「なんで今?」――そんな感想が次々上がっているのが、2018年3月29日発表された「今日から俺は!!」ドラマ化のニュースだ。
原作は1988年~97年にかけ、「週刊少年サンデー」などで連載された西森博之さんの不良コメディー漫画で、主演に人気俳優の賀来賢人さん、「銀魂」などで知られる福田雄一さんが監督を務め、日本テレビ系で10月から放送予定だという。

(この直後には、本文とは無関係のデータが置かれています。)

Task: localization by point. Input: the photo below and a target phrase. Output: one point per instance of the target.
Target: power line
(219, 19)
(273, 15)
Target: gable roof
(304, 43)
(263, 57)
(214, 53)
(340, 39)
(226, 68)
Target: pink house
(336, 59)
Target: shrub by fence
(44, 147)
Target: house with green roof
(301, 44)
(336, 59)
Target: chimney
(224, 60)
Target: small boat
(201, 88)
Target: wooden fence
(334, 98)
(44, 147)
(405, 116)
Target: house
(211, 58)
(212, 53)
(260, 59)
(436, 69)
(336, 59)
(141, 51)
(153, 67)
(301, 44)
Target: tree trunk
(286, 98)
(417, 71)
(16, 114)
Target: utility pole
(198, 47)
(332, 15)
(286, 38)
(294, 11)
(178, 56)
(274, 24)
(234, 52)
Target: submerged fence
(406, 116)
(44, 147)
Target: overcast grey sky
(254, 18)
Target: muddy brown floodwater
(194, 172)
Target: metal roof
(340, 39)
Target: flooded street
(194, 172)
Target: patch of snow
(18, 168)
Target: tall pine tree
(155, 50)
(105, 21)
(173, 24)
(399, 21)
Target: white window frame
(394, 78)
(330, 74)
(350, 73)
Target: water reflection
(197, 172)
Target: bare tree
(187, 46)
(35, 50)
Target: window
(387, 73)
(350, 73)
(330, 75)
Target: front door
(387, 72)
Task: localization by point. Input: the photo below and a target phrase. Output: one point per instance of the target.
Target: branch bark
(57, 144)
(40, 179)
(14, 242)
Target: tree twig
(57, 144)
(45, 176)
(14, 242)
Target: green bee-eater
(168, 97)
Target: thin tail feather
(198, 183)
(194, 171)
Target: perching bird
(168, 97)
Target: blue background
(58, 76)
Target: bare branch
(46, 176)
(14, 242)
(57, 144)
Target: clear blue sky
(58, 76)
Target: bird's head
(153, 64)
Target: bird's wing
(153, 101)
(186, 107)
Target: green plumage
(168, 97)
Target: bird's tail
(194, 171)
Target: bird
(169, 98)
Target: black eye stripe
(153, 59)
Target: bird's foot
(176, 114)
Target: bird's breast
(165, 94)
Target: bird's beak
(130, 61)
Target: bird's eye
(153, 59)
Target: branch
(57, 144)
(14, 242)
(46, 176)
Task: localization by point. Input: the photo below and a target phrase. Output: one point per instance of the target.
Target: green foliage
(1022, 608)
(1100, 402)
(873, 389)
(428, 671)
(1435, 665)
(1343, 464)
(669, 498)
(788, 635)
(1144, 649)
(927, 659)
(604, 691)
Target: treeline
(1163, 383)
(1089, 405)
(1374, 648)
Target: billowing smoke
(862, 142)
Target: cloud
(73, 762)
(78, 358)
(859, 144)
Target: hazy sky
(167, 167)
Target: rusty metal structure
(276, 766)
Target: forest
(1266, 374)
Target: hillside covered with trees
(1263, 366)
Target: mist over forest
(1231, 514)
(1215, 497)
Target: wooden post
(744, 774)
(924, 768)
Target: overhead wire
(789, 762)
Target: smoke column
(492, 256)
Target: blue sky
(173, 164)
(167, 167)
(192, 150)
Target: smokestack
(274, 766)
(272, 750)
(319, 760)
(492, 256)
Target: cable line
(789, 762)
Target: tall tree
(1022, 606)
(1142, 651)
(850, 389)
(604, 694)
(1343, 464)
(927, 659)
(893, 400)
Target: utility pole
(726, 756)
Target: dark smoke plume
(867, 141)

「ママレード・ボーイ」「ブギーポップ」「オーフェン」...
「今日俺」はヤンキーたちのバトルや日常をギャグを交えて描き、累計発行部数は4000万部を超える、90年代のサンデーを支えた人気作の一つである。西森さんの代表作として漫画ファンの評価は高く、今回の実写化にも期待の声が多い。一方で、
「全巻持ってたわ。なんで今更なんだろう」
「今って90年代だったっけ????」
「なんで2018年に今日から俺は!!がドラマ化するんや...」
など、戸惑うファンも少なくない。
実は最近、1990年代の人気漫画・小説などの実写化、あるいはアニメ化の話題が相次いでいる。今後公開が予定される主な作品を挙げるだけで、
・ママレード・ボーイ(漫画、92~95年)→実写映画化、4月公開
・ブギーポップは笑わない(ライトノベル、98年~)→2018年内にアニメ化
・魔術士オーフェン(ライトノベル、94~03年)→アニメ化(時期未発表)
・からくりサーカス(漫画、97~06年)→アニメ化
といった具合だ。当時のファンには「懐かしい!」ラインアップだが、直撃世代以外にはピンと来ない人も少なくあるまい。
「るろ剣」ヒットあたりから90年代ブーム
往年の人気漫画・アニメの映像化自体は、今に始まった話ではない。特に2000年代半ば~10年代初頭には、「忍者ハットリくん」(04年)、「ゲゲゲの鬼太郎」(07年)、「ヤッターマン」(09年)、「怪物くん」(10年)、「宇宙戦艦ヤマト」(10年)、「あしたのジョー」(11年)など、60~70年代の国民的ヒット作を原作とする映画、ドラマの製作が相次いだ。とはいえ必ずしもすべてが成功を収めたとは言い難く、「こちら葛飾区亀有公園前派出所」(09年)など、「ネタ」扱いされてしまう珍作もあった。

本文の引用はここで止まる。